A personagem [interpretada por Carol Duarte] tem 19 anos.

Mas escolheu essa idade porque é a altura em que lhes é permitido fazerem todo o processo de mudança de sexo e registo civil?

Poderiam, mas há muita dificuldade ainda, eles reclamam muito sobretudo no que diz respeito ao nome social. Há ainda muita dificuldade nesse campo Todos eles falam muito de uma situação em que, num consultório médico, está um homem sentado na sala de espera, mas depois ouve-se chamar por uma mulher.

Há muita luta pela aceitação do nome social, pela utilização de casas de banho, uma situação que está sempre a provocar conflitos: que casa de banho estas pessoas devem frequentar?

Enfim, é uma condição muito nova. O trans não é uma questão humanamente falando, mas ela é nova para o social, é algo que está agora em movimento na sociedade, que ainda se está a arrumar na cabeça das pessoas.

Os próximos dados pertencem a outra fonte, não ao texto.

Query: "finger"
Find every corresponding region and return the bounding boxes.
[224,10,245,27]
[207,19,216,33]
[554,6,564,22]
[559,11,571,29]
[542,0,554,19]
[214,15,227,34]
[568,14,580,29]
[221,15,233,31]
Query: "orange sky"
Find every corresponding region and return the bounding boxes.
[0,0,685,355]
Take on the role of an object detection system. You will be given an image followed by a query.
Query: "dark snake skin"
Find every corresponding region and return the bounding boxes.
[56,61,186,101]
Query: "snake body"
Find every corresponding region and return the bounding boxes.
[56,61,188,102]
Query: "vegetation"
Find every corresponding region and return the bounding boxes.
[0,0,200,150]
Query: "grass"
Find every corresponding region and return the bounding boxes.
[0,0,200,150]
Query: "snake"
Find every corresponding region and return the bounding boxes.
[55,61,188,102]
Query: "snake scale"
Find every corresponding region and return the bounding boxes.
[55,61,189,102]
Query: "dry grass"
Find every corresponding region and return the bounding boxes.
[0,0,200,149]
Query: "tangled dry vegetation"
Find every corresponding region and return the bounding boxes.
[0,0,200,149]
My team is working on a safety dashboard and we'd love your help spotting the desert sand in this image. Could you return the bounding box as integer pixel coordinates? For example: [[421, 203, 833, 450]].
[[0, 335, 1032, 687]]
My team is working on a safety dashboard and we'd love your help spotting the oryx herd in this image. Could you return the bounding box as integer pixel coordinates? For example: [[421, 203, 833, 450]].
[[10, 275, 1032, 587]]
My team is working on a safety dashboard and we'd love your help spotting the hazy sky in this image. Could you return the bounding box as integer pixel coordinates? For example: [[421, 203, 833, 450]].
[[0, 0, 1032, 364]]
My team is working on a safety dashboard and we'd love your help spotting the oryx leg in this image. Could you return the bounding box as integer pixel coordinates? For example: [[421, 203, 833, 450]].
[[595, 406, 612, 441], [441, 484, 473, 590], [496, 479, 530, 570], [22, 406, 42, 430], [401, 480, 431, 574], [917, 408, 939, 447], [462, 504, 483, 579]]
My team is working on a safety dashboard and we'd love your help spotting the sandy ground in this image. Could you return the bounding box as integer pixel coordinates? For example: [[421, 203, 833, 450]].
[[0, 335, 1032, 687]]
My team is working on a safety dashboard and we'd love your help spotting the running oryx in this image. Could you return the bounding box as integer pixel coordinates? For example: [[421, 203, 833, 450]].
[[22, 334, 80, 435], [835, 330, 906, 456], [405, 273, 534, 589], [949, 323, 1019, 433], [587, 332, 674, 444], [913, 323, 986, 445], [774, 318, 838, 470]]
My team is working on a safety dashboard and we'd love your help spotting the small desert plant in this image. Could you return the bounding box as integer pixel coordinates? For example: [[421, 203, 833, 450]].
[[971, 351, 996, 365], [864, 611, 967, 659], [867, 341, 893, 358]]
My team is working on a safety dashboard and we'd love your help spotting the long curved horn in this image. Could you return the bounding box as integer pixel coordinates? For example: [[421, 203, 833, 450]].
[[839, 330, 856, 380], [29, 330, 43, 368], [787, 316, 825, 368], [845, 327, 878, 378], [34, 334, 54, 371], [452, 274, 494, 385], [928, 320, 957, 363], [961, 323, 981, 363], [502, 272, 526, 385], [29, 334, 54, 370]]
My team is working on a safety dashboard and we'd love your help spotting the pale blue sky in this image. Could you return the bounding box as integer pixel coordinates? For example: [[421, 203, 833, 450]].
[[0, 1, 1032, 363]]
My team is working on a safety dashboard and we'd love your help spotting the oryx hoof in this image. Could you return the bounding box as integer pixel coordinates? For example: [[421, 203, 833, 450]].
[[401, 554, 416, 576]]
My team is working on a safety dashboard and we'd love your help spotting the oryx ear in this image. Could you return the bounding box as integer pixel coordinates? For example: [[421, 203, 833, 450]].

Se olharmos para trás, na novela America em 2006, escreveu um beijo gay. Foi filmado, com várias versões até e a Glória dizia que o público queria ver essas imagens. A verdade que a Globo não as passou. Se foram preciso oito anos para a emissora mostrar um primeiro beijo gay numa novela, quanto tempo precisou a Glória para convencer a Globo a tratar o tema da transsexualidade?

Não tive de convencer, aceitaram muito naturalmente.

O envolvimento amoroso e sexual de um transsexual vai ser retratado?

Nem é preciso chegar aí. Admitir a condição do trans, o direito da pessoa em fazer travessia para outro género já é é polémica e já está a despertar curiosidade e reações positivas ou negativas. Não é preciso retratar o envolvimento amoroso e sexual. Essa parte não vai ser o principal da minha novela.

Começo por mostrar o drama de uma pessoa não se reconhecer no seu próprio corpo. Muitas delas, não sabiam o que eram e só começaram a definir-se após a conversa com outras. Depois dessa angustia, quero mostrar como ter acesso a tratamento, aos remédios, ao médico. Muitas vezes a maioria das pessoas não tem. Muitas vão à farmácia, automedicam-se e até se colocam em risco.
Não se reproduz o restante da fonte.